A healthy diet is paramount, but is there ever a time for supplements? Meir Stampfer, professor of nutrition and epidemiology at the Harvard School of Public Health in Boston, recommends that healthy adults take a multivitamin and extra vitamin D, if they don't get a lot of sun. Taking more than the Institute of Medicine's recommended daily allowance (RDA) of certain vitamins may lower one's risk for certain chronic diseases, he says. For example, Stampfer's research suggests that men and women taking vitamin E supplements for years at a time have a lower risk for heart disease. "The evidence for benefit is weak," but there is also "good evidence for no harm" associated with taking 200, 400, or even 600 IUs (international units) per day, Stampfer explains. (The RDA levels for vitamin E are 22.5 IUs, or 15 milligrams, for men and women.)

Mayne disagrees, pointing to a recent meta-analysis suggesting that vitamin E supplementation increases mortality of all causes. "We can debate" whether this analysis shows that vitamin E supplements are harmful, she says, but "there certainly wasn't any benefit shown." With the possible exception of vitamin D, there is no need to consume more than the RDA of vitamins, Mayne contends. In fact, there is increasing evidence that excessive intake of certain micronutrients is deleterious.

Stampfer acknowledges that overdosing on certain vitamins can be dangerous. "The most common one to look out for is preformed [active form] … vitamin A. It does not take too much to get too much," he says. Try to avoid retinol, retinyl palmitate and retinyl acetate, which may increase the risk of hip fracture and certain birth defects when taken at levels exceeding 10,000 IUs.

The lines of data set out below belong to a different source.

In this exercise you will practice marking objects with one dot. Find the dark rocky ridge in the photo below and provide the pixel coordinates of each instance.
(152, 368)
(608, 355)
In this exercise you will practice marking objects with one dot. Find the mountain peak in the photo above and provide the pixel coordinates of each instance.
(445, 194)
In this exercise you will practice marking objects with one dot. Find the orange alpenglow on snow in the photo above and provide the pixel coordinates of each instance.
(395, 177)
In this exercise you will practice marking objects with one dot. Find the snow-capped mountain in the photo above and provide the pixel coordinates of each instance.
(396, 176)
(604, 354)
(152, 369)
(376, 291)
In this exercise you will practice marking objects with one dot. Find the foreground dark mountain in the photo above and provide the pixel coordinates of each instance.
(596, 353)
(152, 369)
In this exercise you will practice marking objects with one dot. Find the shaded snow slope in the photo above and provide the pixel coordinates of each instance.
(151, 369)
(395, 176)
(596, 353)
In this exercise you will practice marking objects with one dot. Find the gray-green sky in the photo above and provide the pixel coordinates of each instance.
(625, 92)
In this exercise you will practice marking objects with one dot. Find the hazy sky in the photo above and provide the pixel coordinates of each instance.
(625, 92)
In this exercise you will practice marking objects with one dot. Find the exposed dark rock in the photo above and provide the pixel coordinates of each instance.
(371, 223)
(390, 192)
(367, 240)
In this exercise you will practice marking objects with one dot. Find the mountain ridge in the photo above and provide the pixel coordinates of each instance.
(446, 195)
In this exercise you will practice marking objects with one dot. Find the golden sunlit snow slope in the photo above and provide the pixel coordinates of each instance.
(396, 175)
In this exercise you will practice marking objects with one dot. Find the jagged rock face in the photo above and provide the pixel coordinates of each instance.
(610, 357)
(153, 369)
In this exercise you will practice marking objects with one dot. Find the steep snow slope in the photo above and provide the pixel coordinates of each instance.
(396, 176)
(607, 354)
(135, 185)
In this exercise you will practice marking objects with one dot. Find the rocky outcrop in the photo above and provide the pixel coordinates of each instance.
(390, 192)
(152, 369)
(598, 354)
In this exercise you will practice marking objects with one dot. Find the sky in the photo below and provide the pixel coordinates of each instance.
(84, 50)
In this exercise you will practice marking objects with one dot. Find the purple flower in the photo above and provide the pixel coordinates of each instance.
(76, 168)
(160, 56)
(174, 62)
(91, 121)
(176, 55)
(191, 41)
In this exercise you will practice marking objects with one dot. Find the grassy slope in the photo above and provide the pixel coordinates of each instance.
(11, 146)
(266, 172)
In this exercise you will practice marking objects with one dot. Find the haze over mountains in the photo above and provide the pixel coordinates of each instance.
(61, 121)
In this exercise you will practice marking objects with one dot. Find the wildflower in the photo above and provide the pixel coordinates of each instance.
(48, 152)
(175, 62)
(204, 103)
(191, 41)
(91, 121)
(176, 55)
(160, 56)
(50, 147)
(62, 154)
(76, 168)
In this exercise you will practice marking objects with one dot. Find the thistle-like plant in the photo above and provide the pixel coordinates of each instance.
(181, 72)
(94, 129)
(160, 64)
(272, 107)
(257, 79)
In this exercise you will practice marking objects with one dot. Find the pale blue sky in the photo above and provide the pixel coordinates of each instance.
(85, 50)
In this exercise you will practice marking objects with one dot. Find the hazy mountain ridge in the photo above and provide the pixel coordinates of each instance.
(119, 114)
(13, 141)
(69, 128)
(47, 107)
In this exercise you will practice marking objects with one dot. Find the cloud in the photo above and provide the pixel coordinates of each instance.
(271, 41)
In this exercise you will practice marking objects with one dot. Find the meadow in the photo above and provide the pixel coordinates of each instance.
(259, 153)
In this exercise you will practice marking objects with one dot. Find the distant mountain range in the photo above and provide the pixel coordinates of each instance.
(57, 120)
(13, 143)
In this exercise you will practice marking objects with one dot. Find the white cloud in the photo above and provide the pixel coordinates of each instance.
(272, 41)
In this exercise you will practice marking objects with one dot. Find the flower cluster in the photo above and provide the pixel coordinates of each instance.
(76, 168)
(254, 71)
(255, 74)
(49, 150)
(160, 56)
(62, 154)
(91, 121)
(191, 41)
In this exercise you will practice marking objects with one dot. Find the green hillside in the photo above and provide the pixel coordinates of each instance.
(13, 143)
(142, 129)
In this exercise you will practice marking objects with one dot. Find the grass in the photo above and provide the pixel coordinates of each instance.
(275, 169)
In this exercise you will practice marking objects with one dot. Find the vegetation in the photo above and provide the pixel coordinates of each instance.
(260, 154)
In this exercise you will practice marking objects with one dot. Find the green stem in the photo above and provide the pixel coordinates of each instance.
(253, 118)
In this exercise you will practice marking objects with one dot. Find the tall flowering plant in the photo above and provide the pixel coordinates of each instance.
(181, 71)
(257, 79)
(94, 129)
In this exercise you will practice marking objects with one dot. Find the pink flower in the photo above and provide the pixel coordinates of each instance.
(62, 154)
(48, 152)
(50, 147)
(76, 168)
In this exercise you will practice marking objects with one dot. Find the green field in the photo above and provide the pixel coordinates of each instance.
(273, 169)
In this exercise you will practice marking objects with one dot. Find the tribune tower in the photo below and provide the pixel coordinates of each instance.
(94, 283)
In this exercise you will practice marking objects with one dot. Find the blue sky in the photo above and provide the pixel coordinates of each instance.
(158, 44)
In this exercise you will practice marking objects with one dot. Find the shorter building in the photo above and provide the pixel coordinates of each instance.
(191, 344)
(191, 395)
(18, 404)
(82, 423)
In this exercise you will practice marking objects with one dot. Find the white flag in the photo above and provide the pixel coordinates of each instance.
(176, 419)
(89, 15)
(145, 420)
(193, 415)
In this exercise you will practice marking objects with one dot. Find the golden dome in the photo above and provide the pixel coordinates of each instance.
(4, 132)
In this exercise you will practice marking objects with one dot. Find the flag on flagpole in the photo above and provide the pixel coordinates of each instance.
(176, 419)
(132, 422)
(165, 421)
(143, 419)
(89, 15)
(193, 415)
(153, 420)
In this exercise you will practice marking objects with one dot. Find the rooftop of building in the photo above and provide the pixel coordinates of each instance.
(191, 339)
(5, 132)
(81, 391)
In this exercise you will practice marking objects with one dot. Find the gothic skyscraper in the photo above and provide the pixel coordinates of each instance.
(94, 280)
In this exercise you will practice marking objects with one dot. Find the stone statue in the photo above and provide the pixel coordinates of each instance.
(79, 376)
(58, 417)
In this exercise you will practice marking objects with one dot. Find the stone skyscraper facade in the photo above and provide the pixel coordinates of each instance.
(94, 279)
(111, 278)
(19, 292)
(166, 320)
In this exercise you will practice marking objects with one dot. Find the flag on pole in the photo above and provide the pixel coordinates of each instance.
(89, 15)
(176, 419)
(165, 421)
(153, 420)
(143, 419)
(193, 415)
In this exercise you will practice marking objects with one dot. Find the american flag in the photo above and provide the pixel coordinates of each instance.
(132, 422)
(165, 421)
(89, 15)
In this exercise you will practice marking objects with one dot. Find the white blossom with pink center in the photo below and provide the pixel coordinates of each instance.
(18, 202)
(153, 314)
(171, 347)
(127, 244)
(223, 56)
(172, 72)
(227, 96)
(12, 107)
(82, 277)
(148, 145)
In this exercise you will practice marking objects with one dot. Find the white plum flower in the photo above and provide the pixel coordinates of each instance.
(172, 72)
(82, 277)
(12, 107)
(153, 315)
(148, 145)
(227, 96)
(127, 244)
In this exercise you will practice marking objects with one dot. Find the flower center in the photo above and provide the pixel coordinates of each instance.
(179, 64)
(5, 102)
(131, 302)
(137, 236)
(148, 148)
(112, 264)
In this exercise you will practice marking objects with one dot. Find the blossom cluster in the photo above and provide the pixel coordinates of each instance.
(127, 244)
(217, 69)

But Mayne and Stampfer both agree that more randomized clinical trials are needed to determine the health effects of vitamin supplements—and that such supplements are critical for certain people. Many African-Americans and people living in sun-deprived areas are vitamin D–deficient and could benefit from supplements, Mayne explains. Pregnant women, and even women who might want to get pregnant, should be taking folic acid supplements to help prevent serious birth defects in their babies. People over 50 years of age can benefit from B12 supplementation because absorption of this vitamin in the digestive tract becomes less efficient with age, says Roberta Anding, spokeswoman for the American Dietetic Association. Finally, HIV-positive patients should take multivitamins to boost immunity and slow the rate of disease progression, says Wafaie Fawzi, professor of nutrition and epidemiology at the Harvard School of Public Health.

Ironically, "the people who are most likely to take vitamin supplements are the people who least need them," Mayne says. The affluent and health conscious are popping supplements faster than anyone. It may not be doing any good, and it could be harming them, she says. Anding concurs: "If you eat well, you probably don't need a multivitamin."

On the other hand, as Stampfer, who takes vitamin supplement himself, notes: "If I'm wrong, then I've wasted a few dollars. If I'm right, I've lowered my risk for some diseases I don't want to have."